What year was it now? Soon she’d be coming up to fifty. Sadie shared a birthday with Queen Victoria, May the 24th. That day Her Gracious Majesty would be a sight older but better preserved. People would kiss her hand, kiss her backside if they could find such under all those skirts and petticoats and God knows what else. Aye they’d get lost in there, choke on all that flannel guarding the Queen’s private parts, choke, kiss her backside and sing the National Anthem. All at the same time. On their knees.

She walked across the street and looked closely at herself in the glass. By God, she was a treat to behold. Face white with powder and chalk, eyes black as pitch, cheeks rouged up like a paper doll and her mouth a big red gash. Not exactly a shrinking violet but what’s a shop without a sign? She opened her lips, and pouted comically at herself. A big mouth. Her speciality.

In the silence, faintly, the sound of a child whimpering from one of the black, grim, warren of houses in the close, then it was quiet.

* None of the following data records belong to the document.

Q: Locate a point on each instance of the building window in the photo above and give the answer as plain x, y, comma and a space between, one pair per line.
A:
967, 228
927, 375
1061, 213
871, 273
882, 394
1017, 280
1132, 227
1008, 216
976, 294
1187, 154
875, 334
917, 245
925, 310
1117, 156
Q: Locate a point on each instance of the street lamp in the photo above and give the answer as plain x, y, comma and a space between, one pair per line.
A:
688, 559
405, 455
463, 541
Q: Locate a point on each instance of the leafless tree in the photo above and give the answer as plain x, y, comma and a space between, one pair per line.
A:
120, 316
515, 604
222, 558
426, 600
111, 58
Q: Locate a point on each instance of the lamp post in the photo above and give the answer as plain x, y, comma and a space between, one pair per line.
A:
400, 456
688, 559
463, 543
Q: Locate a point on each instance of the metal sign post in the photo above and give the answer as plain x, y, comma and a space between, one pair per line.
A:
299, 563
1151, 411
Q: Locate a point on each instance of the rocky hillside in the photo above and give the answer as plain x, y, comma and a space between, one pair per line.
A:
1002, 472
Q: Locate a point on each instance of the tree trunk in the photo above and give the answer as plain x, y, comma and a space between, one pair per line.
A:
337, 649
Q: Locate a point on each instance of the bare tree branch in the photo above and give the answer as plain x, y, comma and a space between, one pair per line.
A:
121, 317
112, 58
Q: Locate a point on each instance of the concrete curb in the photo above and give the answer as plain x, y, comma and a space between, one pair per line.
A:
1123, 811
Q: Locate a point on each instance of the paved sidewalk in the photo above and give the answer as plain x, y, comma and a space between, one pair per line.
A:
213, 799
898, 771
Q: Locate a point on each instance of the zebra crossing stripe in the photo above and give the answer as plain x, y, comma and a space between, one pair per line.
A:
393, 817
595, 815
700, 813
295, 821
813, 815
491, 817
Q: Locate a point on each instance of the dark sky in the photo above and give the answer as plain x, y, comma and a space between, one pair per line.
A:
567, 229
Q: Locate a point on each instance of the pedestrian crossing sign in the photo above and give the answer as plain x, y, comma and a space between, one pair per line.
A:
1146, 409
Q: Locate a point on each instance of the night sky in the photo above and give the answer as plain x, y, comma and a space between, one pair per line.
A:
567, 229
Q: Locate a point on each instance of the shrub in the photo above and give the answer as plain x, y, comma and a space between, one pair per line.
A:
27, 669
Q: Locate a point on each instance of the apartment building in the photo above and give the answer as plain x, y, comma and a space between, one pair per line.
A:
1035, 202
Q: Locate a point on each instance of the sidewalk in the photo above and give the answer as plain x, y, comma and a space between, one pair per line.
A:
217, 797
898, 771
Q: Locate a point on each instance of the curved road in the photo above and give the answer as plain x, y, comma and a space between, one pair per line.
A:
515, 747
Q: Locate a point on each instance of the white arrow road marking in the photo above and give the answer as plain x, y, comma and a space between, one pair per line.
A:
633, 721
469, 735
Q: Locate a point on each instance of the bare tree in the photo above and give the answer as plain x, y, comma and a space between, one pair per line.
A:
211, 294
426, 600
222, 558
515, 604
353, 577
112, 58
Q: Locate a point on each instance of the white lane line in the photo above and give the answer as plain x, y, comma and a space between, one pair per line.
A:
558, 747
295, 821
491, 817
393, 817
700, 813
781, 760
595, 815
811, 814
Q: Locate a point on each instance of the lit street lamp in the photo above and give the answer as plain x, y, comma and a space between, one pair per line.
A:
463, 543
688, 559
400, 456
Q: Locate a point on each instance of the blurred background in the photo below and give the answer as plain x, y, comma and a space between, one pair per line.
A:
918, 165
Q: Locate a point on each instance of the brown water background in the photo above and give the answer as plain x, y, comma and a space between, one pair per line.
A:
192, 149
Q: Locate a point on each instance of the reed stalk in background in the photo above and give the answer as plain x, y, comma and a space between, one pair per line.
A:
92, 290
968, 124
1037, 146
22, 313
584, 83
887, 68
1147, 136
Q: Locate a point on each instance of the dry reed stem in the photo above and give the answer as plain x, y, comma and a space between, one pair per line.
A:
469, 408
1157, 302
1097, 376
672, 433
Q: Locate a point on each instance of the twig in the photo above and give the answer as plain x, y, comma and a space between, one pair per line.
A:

Set out with high hopes this night, high hopes. Some palaver-merchant had been blowing up a storm at Waverley Market, big crowds, men getting demented over politics. That was good, good for business; they would spill down the hill to Leith, lash out their money and their love-drops; that baby’s howling again, must be her teeth coming through, poor wee soul. Born tae suffer.

None of that for her, no cuckoos in the nest, she sheathed the custom up, and if not, a sponge-and-vinegar girl. Not a seed born of man survived that barrier. A sponge-and-vinegar girl. In Vinegar Close.